Thinking of the peace camps at Greenham common. Women came and many brought their children with them. There were some men but very few overall. The only real violence coming from the men in uniforms who over the years attempted to break up the camp. Some women resigned from jobs to continue the protest.

You beat me to it 😀If MN wasn't so flaky my post would have preceded yours

Some babies were born at Greenham common. One man is now 43 years old ...

flyingbuttress43 · 12/06/2026 11:53

For a lot of men, particularly young ones, it's an excuse to chuck bricks and have a punch up. Like football punch ups basically. Pretty brain dead stuff really.

OneAmberFinch · 12/06/2026 11:55

Because it's an inefficient mechanism for rebellion given our physical limitations compared to men.

It is always instructive to consider sources of power. One such source is the ability to inflict physical violence on the other party (which might be for example immigrants you want out of your town, or the police/state apparatus which is enabling this).

This only works if you pose a credible threat against them.

I saw a video from Belfast the other day with a group of men physically pushing back riot police armed with water cannons etc.

A group of women would not physically be able to do that without significant planning to equip themselves with weaponry etc to overcome that physical difference. At that point is it really a riot?

There are examples of women being involved in planned attacks but not too many of them just deciding spontaneously that their own physical strength will be enough to take them.

It's not about women being more intelligent than men - I would phrase it as "women being intelligent enough to realise that their physical strength is not sufficient to pose a credible threat".

MimiGC · 12/06/2026 11:55

mrshoho · 12/06/2026 11:46

Women do protest, March, campaign, rally. The most recent street protests are filled with women. Unfortunately what gets reported is often the scenes of mindless violence and destruction that follow which is in the main committed by men. This is where sections of men show their anger, strength and enjoyment of violence. It's pointless and Women take little part in it.

That's another reason it looks so alien when aggressive TRAs in heels and wigs and handbags protest. With vulgar plaquards and cries of TWAW when really they are just projecting their inner and outer Male beings.

Thinking of the peace camps at Greenham common. Women came and many brought their children with them. There were some men but very few overall. The only real violence coming from the men in uniforms who over the years attempted to break up the camp. Some women resigned from jobs to continue the protest.

Yes, women certainly do protest on the streets, but protesting, marching, etc is not the same as rioting.
Someone above linked to a report on the Greenham Common ‘Embrace the base’ protest- I was there that day and can tell you it was as far from a riot as it is possible to get.

Babybirdmum · 12/06/2026 11:58

What is this? 😂

ghostofchristmaspasta · 12/06/2026 11:58

I protest (against the far right, usually for human rights and ending suffering) but I don’t riot. It doesn’t seem productive, safe or effective and I have no desire to do so.

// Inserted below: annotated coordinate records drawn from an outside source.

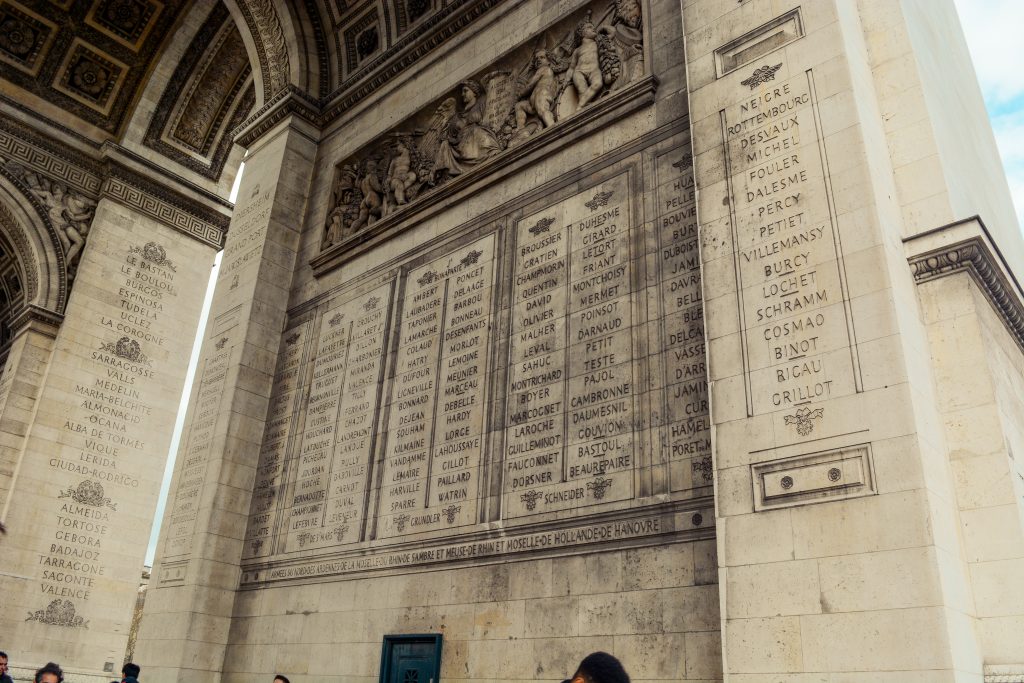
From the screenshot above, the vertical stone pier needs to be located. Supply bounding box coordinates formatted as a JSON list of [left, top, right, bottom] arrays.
[[136, 116, 316, 682], [0, 166, 221, 681], [683, 0, 1020, 683]]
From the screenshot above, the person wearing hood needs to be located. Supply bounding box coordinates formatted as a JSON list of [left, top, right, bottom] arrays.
[[121, 661, 142, 683]]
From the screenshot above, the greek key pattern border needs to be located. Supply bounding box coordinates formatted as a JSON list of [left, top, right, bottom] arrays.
[[102, 176, 224, 249], [0, 129, 102, 198]]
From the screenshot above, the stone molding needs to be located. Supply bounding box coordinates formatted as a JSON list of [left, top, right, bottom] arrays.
[[100, 165, 230, 249], [142, 3, 256, 180], [0, 118, 102, 199], [231, 0, 501, 146], [309, 76, 658, 278], [238, 497, 715, 590], [908, 222, 1024, 351], [0, 165, 71, 310], [230, 85, 324, 147], [0, 119, 233, 249], [985, 665, 1024, 683], [10, 303, 63, 339], [239, 0, 291, 99]]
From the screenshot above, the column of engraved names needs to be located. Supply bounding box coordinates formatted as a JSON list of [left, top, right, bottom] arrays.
[[565, 174, 637, 503], [654, 145, 712, 492], [503, 205, 574, 517], [244, 323, 310, 557], [505, 175, 635, 517], [36, 247, 169, 604], [723, 75, 855, 417], [378, 268, 447, 536], [380, 237, 494, 536], [286, 306, 354, 552], [165, 340, 231, 557], [317, 284, 391, 547]]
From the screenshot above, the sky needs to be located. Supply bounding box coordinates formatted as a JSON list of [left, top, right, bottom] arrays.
[[955, 0, 1024, 229], [145, 0, 1024, 566]]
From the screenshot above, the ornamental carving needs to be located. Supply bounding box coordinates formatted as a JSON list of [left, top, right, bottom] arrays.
[[782, 407, 825, 436], [239, 0, 291, 99], [57, 479, 118, 511], [323, 0, 644, 249], [99, 337, 152, 366], [5, 162, 96, 280], [128, 242, 177, 272]]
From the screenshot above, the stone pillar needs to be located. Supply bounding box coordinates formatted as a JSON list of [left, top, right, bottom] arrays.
[[136, 117, 316, 683], [0, 304, 63, 519], [0, 181, 220, 682], [683, 0, 995, 683]]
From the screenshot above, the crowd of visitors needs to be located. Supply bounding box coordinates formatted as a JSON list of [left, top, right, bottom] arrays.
[[0, 652, 630, 683]]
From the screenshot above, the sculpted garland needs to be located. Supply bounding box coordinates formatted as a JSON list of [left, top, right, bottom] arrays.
[[322, 0, 644, 249]]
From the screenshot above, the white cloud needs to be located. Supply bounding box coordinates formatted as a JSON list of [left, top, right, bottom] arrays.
[[955, 0, 1024, 226], [955, 0, 1024, 104]]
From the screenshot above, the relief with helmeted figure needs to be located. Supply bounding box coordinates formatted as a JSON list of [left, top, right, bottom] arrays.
[[322, 0, 644, 249]]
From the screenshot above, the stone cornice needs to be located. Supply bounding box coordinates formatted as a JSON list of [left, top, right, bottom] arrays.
[[231, 85, 323, 147], [985, 665, 1024, 683], [908, 218, 1024, 350], [0, 119, 233, 249]]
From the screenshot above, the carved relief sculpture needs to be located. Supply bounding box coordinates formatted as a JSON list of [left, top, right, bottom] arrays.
[[322, 0, 644, 249], [7, 163, 96, 280]]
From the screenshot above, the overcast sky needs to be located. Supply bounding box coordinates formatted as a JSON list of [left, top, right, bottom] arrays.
[[955, 0, 1024, 223], [145, 0, 1024, 565]]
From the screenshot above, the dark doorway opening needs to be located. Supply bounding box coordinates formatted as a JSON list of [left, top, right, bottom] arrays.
[[380, 633, 441, 683]]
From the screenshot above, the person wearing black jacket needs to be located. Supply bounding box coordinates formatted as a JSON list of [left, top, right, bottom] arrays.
[[121, 661, 142, 683], [0, 652, 14, 683]]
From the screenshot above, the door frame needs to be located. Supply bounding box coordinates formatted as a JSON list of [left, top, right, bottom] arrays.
[[380, 633, 444, 683]]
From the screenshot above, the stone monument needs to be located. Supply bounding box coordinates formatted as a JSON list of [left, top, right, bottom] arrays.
[[3, 0, 1024, 683]]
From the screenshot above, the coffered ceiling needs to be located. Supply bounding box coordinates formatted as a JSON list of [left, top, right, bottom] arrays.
[[0, 0, 186, 134]]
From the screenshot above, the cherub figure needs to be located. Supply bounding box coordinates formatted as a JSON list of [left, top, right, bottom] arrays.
[[434, 80, 502, 183], [566, 19, 604, 112], [515, 49, 558, 130], [387, 138, 417, 206], [347, 159, 384, 234]]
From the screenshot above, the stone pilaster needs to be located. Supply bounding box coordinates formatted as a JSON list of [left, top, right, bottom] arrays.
[[0, 304, 63, 511], [136, 118, 316, 682], [0, 187, 214, 681], [683, 0, 982, 683]]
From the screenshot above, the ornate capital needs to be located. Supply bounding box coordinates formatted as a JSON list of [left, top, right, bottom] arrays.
[[909, 237, 1024, 350], [10, 303, 63, 338]]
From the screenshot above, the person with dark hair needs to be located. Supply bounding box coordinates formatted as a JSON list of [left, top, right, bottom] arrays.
[[36, 661, 63, 683], [562, 652, 630, 683], [0, 652, 14, 683], [121, 661, 142, 683]]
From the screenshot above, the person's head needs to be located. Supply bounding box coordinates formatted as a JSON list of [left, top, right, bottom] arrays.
[[571, 652, 630, 683], [36, 661, 63, 683]]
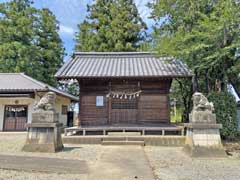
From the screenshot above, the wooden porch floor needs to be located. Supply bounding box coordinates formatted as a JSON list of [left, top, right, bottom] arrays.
[[65, 124, 184, 136]]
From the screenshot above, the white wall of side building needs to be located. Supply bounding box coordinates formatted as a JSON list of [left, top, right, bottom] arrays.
[[0, 95, 71, 131]]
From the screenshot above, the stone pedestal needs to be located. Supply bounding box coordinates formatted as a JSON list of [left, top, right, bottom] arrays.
[[23, 111, 63, 152], [184, 111, 226, 157]]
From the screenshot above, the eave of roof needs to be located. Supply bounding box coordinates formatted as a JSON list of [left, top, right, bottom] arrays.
[[55, 52, 192, 79]]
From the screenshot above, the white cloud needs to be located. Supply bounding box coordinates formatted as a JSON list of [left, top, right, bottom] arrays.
[[59, 25, 75, 35]]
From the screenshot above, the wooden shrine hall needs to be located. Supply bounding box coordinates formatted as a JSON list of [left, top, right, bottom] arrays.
[[55, 52, 192, 136]]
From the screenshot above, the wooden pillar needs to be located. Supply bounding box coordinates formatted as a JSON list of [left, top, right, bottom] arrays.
[[108, 81, 112, 124], [77, 80, 82, 126]]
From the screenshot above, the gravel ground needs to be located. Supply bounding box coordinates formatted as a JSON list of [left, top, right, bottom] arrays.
[[0, 133, 240, 180], [144, 146, 240, 180], [0, 132, 99, 180], [0, 133, 103, 164]]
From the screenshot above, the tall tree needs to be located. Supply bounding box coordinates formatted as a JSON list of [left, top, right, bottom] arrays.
[[75, 0, 146, 51], [0, 0, 63, 85], [0, 0, 36, 75], [36, 8, 64, 85], [149, 0, 240, 121], [151, 0, 240, 92]]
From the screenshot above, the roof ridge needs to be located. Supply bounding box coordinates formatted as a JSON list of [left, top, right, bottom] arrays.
[[73, 51, 153, 56], [20, 73, 49, 88]]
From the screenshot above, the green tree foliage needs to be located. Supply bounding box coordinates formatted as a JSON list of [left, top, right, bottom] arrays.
[[150, 0, 240, 91], [75, 0, 146, 51], [149, 0, 240, 124], [36, 8, 64, 85], [208, 92, 238, 139], [0, 0, 63, 85]]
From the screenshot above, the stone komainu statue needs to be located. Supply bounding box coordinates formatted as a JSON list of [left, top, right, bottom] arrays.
[[192, 92, 214, 112], [34, 92, 56, 111]]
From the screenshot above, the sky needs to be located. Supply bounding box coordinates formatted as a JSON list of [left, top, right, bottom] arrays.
[[0, 0, 153, 60]]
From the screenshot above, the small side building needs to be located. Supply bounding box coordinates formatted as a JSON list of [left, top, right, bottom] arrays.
[[56, 52, 192, 127], [0, 73, 78, 131]]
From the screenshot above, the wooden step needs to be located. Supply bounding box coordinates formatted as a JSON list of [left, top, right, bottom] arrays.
[[102, 136, 144, 141], [108, 132, 141, 136], [102, 141, 144, 146]]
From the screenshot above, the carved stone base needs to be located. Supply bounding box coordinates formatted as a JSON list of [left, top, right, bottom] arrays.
[[184, 123, 226, 157], [189, 111, 216, 124], [22, 123, 63, 152], [32, 110, 59, 123]]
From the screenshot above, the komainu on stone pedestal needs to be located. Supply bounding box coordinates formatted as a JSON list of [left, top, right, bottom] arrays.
[[23, 92, 63, 152], [184, 92, 226, 157]]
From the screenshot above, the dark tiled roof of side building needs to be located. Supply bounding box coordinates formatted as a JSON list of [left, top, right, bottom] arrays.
[[55, 52, 192, 79], [0, 73, 78, 101]]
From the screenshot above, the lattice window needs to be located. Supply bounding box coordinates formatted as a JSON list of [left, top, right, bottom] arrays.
[[112, 99, 138, 109]]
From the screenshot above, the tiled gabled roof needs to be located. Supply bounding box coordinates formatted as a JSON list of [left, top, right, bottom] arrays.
[[55, 52, 192, 79], [0, 73, 78, 101]]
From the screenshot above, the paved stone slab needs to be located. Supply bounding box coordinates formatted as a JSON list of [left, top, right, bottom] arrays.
[[89, 146, 154, 180], [0, 155, 88, 174]]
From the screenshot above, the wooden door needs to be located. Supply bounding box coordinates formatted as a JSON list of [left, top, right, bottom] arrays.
[[110, 99, 138, 125], [4, 105, 27, 131]]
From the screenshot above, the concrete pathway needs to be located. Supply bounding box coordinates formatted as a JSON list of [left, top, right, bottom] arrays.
[[88, 146, 154, 180], [0, 155, 88, 174]]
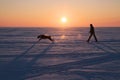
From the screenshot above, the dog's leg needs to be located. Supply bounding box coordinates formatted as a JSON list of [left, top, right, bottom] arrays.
[[48, 37, 54, 41], [39, 38, 41, 41]]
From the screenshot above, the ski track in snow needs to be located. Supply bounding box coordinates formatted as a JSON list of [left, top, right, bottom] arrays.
[[0, 28, 120, 80]]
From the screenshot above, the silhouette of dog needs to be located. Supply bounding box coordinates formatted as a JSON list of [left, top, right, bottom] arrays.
[[37, 34, 54, 41]]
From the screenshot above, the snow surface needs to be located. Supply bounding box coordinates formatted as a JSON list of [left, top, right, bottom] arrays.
[[0, 28, 120, 80]]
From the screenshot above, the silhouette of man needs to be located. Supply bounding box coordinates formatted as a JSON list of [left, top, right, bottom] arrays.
[[87, 24, 98, 42]]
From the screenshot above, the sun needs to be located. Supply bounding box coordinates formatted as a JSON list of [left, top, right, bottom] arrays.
[[61, 17, 67, 23]]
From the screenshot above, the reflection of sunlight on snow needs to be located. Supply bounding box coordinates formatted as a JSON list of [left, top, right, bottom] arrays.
[[77, 34, 82, 39], [60, 35, 65, 39]]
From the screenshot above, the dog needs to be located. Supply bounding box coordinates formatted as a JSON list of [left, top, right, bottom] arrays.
[[37, 34, 54, 41]]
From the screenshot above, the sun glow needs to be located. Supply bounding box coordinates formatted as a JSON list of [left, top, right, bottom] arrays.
[[61, 17, 67, 23]]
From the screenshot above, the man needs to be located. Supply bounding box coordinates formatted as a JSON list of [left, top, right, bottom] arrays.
[[87, 24, 98, 42]]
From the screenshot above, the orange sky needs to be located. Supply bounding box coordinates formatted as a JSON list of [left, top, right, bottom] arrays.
[[0, 0, 120, 27]]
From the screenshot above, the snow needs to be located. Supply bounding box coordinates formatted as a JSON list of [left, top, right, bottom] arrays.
[[0, 28, 120, 80]]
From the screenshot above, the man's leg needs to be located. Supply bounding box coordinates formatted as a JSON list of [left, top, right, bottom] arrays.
[[94, 34, 98, 42], [87, 34, 92, 42]]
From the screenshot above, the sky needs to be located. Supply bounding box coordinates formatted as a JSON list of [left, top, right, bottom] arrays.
[[0, 0, 120, 27]]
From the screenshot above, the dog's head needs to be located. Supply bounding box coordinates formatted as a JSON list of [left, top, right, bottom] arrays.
[[37, 35, 41, 38]]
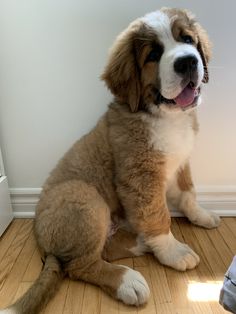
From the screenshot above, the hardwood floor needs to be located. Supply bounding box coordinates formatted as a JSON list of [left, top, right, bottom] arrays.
[[0, 218, 236, 314]]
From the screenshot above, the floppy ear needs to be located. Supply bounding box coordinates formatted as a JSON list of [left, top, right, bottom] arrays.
[[196, 23, 211, 83], [101, 27, 141, 112]]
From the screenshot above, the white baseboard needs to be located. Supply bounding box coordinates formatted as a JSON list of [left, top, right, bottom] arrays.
[[10, 185, 236, 218]]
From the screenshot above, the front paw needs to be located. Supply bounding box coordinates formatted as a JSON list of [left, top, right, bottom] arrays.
[[148, 232, 200, 271], [190, 207, 220, 229]]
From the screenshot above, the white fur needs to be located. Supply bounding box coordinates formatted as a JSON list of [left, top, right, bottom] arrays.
[[142, 11, 204, 99], [146, 232, 200, 271], [167, 177, 220, 229], [129, 235, 149, 256], [144, 110, 195, 182], [117, 266, 150, 306]]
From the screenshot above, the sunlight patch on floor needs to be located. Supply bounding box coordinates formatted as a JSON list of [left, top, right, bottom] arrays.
[[187, 281, 223, 302]]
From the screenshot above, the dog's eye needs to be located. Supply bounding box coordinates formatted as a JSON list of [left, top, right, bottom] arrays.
[[181, 35, 193, 44], [145, 46, 163, 63]]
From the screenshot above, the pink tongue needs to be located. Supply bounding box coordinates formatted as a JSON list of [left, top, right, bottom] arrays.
[[174, 85, 196, 108]]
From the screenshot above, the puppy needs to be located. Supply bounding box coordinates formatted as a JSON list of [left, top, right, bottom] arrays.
[[2, 8, 220, 314]]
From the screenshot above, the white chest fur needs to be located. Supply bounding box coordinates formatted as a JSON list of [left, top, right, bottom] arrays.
[[146, 111, 195, 181]]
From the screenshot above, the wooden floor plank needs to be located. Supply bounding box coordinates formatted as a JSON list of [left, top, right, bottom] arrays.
[[43, 278, 69, 314], [63, 280, 85, 314], [81, 284, 101, 314], [217, 218, 236, 255], [22, 247, 43, 281], [0, 218, 236, 314], [0, 219, 25, 261], [0, 221, 36, 307]]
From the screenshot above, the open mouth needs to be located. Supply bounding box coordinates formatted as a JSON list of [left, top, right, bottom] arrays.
[[157, 82, 200, 110]]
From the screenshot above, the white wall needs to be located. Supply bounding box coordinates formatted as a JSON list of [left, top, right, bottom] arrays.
[[0, 0, 236, 188]]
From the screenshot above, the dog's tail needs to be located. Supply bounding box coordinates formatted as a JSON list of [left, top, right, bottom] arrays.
[[0, 255, 63, 314]]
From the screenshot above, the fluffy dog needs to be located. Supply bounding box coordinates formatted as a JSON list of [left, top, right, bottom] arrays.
[[0, 8, 220, 314]]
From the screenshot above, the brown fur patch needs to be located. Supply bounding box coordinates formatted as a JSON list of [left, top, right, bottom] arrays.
[[101, 21, 160, 112], [163, 8, 211, 83], [6, 10, 209, 313]]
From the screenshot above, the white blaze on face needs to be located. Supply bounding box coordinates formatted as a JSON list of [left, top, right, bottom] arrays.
[[142, 11, 204, 99]]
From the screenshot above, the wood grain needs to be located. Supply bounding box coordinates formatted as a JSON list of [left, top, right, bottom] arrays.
[[0, 218, 236, 314]]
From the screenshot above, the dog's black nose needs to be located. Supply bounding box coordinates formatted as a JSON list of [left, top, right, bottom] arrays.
[[174, 55, 198, 75]]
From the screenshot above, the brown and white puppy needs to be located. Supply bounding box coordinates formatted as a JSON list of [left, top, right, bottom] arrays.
[[1, 8, 220, 314]]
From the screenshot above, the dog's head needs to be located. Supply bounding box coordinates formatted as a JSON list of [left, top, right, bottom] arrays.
[[102, 8, 211, 112]]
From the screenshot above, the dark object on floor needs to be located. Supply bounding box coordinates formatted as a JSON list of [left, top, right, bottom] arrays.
[[220, 256, 236, 314]]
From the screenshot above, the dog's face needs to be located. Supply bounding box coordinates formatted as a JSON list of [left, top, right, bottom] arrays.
[[102, 8, 210, 112]]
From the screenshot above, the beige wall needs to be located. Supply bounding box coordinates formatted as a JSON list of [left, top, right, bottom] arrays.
[[0, 0, 236, 188]]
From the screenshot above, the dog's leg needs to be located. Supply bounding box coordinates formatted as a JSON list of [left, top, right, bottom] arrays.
[[117, 156, 199, 271], [35, 180, 149, 305], [102, 229, 149, 262], [68, 258, 150, 305], [167, 164, 220, 228]]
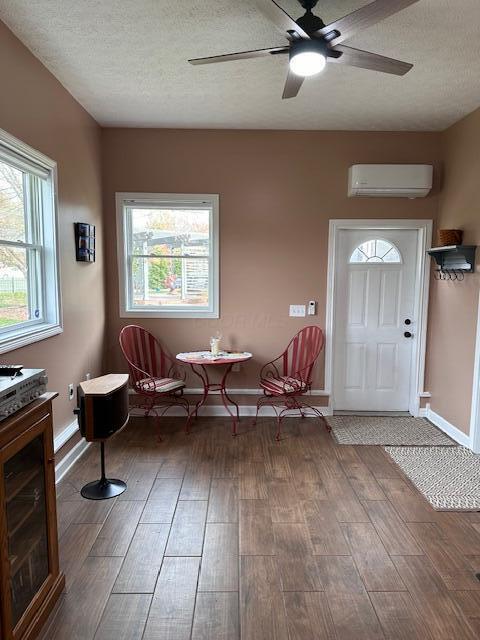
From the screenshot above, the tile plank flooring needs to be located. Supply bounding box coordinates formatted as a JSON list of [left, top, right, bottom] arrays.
[[42, 418, 480, 640]]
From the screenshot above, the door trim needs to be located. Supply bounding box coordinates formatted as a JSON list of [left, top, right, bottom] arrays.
[[325, 219, 433, 416], [468, 295, 480, 453]]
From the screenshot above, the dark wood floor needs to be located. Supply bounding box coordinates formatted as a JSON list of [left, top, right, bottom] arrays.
[[38, 418, 480, 640]]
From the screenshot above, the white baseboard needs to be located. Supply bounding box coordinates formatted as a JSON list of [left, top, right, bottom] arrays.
[[55, 438, 91, 484], [130, 404, 332, 418], [425, 404, 472, 449], [128, 387, 330, 398], [53, 419, 78, 453]]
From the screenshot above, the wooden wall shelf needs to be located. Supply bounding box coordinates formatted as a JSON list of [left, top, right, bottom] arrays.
[[427, 244, 477, 273]]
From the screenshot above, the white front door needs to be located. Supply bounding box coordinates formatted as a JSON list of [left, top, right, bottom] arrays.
[[332, 229, 418, 411]]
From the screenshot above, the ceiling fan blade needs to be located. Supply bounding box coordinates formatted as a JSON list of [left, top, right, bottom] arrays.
[[328, 44, 413, 76], [255, 0, 310, 40], [282, 69, 305, 100], [318, 0, 418, 45], [189, 47, 289, 64]]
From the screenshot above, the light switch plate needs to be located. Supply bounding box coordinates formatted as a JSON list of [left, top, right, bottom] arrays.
[[290, 304, 306, 318]]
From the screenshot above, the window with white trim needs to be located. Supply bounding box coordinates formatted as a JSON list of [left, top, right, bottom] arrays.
[[349, 239, 402, 264], [0, 130, 62, 353], [117, 193, 219, 318]]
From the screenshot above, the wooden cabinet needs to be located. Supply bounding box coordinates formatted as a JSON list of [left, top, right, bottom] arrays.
[[0, 393, 65, 640]]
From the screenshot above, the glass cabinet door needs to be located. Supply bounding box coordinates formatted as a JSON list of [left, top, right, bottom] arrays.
[[4, 435, 50, 627]]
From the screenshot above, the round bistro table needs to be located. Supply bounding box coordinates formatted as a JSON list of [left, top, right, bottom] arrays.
[[176, 351, 252, 436]]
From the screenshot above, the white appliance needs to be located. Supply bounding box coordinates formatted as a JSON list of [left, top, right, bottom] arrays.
[[0, 369, 48, 421], [348, 164, 433, 198]]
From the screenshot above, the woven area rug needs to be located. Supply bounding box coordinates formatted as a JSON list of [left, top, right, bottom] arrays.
[[384, 447, 480, 511], [325, 416, 456, 447]]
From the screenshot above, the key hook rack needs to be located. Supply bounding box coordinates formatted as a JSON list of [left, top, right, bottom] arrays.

MarieDeGournay · 12/06/2026 11:58

flyingbuttress43 · 12/06/2026 11:53

For a lot of men, particularly young ones, it's an excuse to chuck bricks and have a punch up. Like football punch ups basically. Pretty brain dead stuff really.

Well said flyingbuttress43 - you've just said in a couple of lines what I laboriously ground out over several arguably turgid paragraphs😞
If I'm asked to describe myself in six words or less, I will not say 'Succinct!'😄

SwedishEdith · 12/06/2026 11:59

I think a significant chunk of men are excited by violence. I wonder what the stats are for paying to watch fights - live and on tv.

Reading this thread, it looks like women are more likely to riot for something - rights, food. Men riot against things. I'm simplifying, I know. But I do think a lot of men simply enjoy a ruck and irresponsible leaders know that and encourage it.

JacknDiane · 12/06/2026 12:02

Why dont we riot?

Cos we're too fucking knackered and we know no one listens.